Eu assenti e reparei quando Victor se aproximou trazendo um copo de água para nós dois. Com tantos acontecimentos frenéticos, eu havia me esquecido completamente da presença dele no cômodo.

— Obrigado, garoto. — Meu pai aceitou a cortesia e, após dar leves batidas no ombro de Vic, entonou todo o liquido transparente do copo.

— Vou deixá-los a sós — ele avisou com a voz um tanto embargada e esboçou um sorriso triste para mim antes de sair rápido pela porta.

Finalmente sozinhos, papai me convidou a tomar um lugar ao lado dele em uma das mesas. Chegava a ser engraçado o modo como ele não tirava seus olhos de mim em nenhum momento. Talvez, com medo de que eu desaparecesse outra vez, ele quisesse me manter sobre sua constante supervisão.

— Ah, Sarah, eu fiquei tão preocupado. Não houve um só dia em que não te imaginei correndo riscos por aí — ele rapidamente tomou a iniciativa da conversa e não pude culpá-lo pela ansiedade. — Por que nos deixou? Como conseguiu ficar sozinha esse tempo todo? Onde morou? Como criou uma criança? Meu Deus! O meu bebê gerou outro bebê!

Segurei um dos braços dele e o fiz me encarar.

— Prometo te contar tudo, mas antes... — Fiz uma pausa me esforçando para engolir minha vontade de chorar. — Preciso te pedir perdão.

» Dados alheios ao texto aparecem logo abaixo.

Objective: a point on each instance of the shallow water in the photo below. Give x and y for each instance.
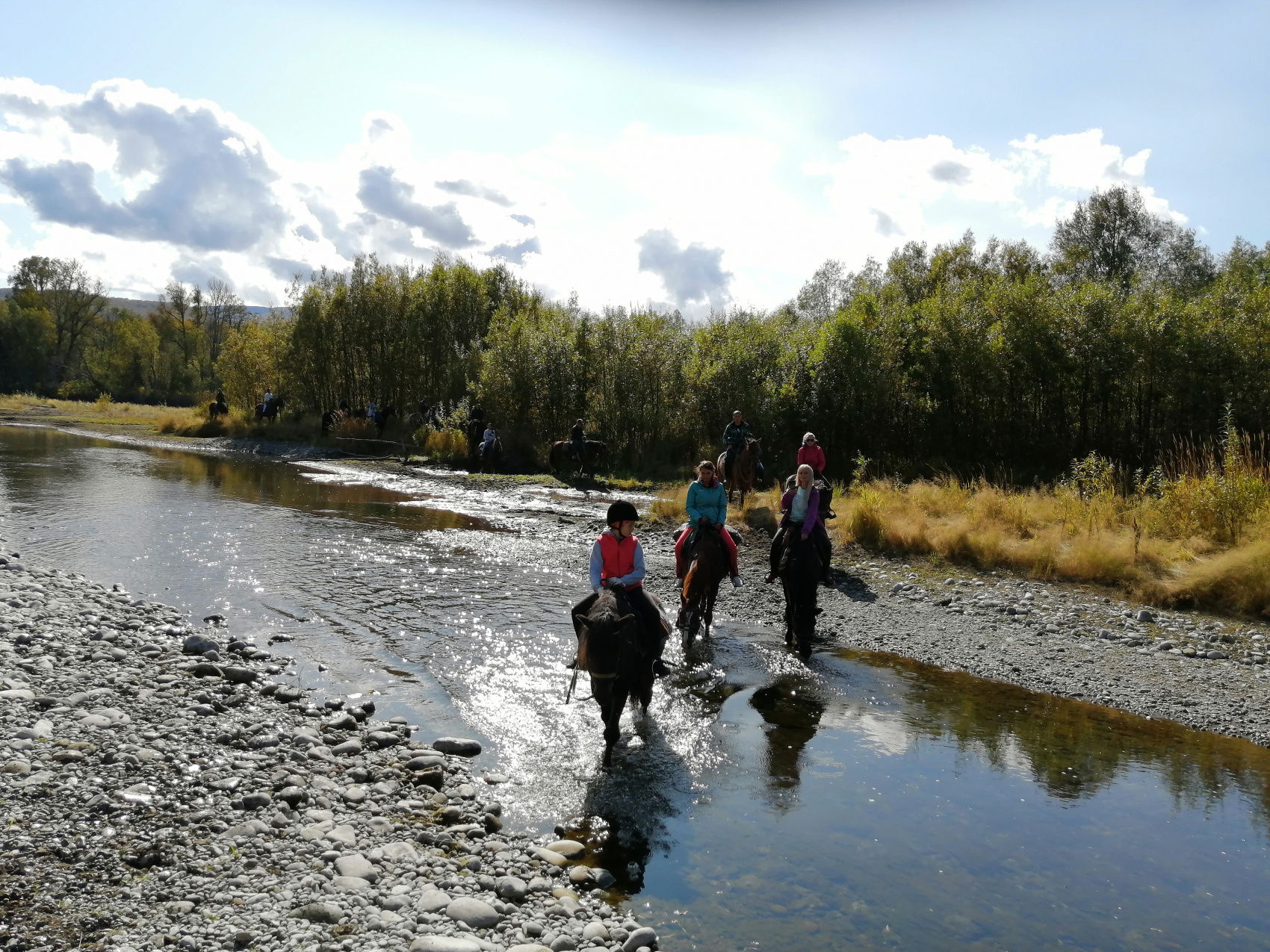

— Filha, eu me senti tão culpado...

— Não, pai. A culpa não foi sua. Eu fiz muitas coisas terríveis e há tempos venho nutrindo a ideia errada de que apenas eu sofri as consequências ao precisar criar minha filhinha sozinha. Mas todas as escolhas erradas tomadas por mim afetaram vocês também e eu não pensei nisso. — Olhei para baixo, sentindo o peso daquela confissão me esmagar. — Eu escolhi namorar Victor e quis me entregar a ele, mesmo sob o aviso constante do senhor para que eu não ferisse os princípios de Deus, também foi minha decisão aceitar o dinheiro da Raquel Ferraz para abortar quando engravidei e depois, pela graça de Deus, desistir da ideia, e além disso, todo o plano de fugir partiu de mim. Vocês todos sofreram porque eu fui egoísta. Fiz tudo pensando nos meus problemas e não amei ninguém além de mim e...

— Eu já te perdoei por tudo, Sarah. — Ele me acolheu com um dos braços e soltou um suspiro longo. — Já a perdoei há muito tempo.